Fettfondue - Fondue bourguignonne


Geschnittenes Rindfleisch für Fettfondue

Das Fettfondue, oder auch Fondue bourguignonne ("Burgunder Fondue"), ist das klassische Fleischfondue. Es stammt aus der französischen Schweiz und wird ursprünglich nur mit Rinderfilet gemacht. Inzwischen haben sich aber auch andere Fleischarten, wie Schwein, Lamm, Hähnchen oder Pute durchgesetzt. Entscheidend ist, dass jeweils zum Filet oder Lende beim entsprechenden Tier gegriffen wird. Bei Geflügel sollte man nur zur Brust greifen. Das verwendete Fett wird auf eine Temperatur von 175 bis 180 Grad Celsius erhitzt, ehe man darin die klein geschnittene Fleischstücke zubereiten kann. Wer kein Thermometer zur Hand hat, kann mit einem Holzstamm ermitteln, ob das erhitzte Fett die ungefähre Temperatur hat. Dafür hält man den kurz angefeuchteten Holzstab ins heiße Fett und wenn dieser Blasen wirft, stimmt die Temperatur. Als grober Maßstab sollte man mit 300 Gramm Fleisch je Person rechnen.

Achtung, beim Fettfondue muss man mit Wasser aufpassen.
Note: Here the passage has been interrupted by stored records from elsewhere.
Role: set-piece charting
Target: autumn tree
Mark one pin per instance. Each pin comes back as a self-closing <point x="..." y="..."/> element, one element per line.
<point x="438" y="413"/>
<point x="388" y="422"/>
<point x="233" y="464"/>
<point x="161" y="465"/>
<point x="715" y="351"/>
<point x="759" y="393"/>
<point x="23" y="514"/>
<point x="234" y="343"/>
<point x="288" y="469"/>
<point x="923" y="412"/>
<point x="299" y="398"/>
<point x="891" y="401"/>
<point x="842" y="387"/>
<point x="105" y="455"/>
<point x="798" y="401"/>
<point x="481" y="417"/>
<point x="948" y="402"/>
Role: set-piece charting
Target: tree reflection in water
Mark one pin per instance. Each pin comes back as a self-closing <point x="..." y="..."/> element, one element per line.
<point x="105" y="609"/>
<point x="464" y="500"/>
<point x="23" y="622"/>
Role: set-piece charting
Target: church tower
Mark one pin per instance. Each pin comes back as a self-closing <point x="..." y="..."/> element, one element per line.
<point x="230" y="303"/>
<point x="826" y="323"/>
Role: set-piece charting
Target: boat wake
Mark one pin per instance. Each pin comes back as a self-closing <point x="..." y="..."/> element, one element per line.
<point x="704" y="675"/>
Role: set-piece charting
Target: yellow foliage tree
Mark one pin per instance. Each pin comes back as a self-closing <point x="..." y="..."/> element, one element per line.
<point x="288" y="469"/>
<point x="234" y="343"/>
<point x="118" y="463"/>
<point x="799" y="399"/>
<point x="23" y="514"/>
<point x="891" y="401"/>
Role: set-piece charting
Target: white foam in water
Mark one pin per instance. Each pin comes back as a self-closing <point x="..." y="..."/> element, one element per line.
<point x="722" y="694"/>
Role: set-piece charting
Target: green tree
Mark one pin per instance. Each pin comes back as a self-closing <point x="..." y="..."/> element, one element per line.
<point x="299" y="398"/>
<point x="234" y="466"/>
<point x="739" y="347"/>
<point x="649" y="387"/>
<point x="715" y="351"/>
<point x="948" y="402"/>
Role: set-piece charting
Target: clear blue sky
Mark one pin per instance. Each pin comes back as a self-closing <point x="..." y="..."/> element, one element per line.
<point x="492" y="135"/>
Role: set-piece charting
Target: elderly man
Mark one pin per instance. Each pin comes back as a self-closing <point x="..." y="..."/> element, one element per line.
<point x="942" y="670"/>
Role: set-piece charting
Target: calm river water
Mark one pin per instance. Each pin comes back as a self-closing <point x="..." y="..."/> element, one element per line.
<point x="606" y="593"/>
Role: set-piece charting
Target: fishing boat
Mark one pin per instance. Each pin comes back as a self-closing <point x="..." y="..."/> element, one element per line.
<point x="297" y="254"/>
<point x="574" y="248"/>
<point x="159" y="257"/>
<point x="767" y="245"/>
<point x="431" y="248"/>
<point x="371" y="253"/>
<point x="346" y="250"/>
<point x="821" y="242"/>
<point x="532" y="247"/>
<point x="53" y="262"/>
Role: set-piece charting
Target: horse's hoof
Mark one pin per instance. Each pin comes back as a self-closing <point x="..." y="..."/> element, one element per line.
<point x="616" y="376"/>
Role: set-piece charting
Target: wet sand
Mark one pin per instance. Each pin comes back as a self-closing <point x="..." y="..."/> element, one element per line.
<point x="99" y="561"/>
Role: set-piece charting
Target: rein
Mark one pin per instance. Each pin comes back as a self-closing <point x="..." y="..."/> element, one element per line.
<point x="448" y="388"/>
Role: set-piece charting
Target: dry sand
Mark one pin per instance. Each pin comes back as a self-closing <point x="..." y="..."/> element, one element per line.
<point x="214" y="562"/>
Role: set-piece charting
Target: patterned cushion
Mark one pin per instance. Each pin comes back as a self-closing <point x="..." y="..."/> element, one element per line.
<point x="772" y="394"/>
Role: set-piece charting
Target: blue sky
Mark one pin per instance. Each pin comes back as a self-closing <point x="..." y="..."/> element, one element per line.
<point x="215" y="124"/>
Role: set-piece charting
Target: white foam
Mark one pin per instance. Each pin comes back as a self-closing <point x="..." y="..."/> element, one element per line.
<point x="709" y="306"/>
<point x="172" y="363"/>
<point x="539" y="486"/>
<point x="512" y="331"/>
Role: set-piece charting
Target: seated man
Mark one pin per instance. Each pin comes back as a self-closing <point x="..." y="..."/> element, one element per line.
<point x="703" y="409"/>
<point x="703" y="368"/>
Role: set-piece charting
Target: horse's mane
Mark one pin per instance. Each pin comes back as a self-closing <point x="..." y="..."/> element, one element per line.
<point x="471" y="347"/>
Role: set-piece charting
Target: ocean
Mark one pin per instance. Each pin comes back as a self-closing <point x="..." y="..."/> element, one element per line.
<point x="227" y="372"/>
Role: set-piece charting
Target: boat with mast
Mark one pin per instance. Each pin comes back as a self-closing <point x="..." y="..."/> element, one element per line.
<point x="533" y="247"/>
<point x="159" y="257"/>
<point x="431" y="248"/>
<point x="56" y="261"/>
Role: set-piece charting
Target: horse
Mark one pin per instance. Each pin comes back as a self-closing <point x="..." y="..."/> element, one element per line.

Die Fleischstücke deshalb wenn dann nur mit etwas Öl beträufeln am besten schon zwei bis drei Stunden davor.

Als Öl für das Fettfondue/Fondue bourguignonne muss man ein raffiniertes, hoch erhitzbares Öl (kein kaltgepresstes) wählen, wie z.B. Rapsöl oder Sonnenblumenkernöl. Wie viel Fett bzw. Öl man braucht, hängt vom verwendeten Fonduetopf (Caquelon) ab. Dieser sollte auf keinen Fall voll gefüllt werden, sondern lediglich etwa halbvoll. Denn das kalte Fleisch kann im heißen Fett zu Spritzern führen, die wiederum Verbrennungen nach sich ziehen oder am brennenden Rechaud entzünden können. Das Öl und Fett sollte man auf einen Herd auf 180 Grad Celsius erhitzen und dann in den Fonduetopf umfüllen. Nie sollte man dabei das Fett/Öl auf dem Herd alleine lassen oder gar vergessen, da es sich bei hohen Temperaturen selbst entzünden kann. Als Sicherheitshinweis sei an dieser Stelle noch einmal gesagt, dass brennendes Öl/Fett niemals mit Wasser gelöscht werden soll, da es so zu einer Fettexplosion kommen kann. Es sollte immer versucht werden, die Flammen zu ersticken, z.B. mit einem Deckel.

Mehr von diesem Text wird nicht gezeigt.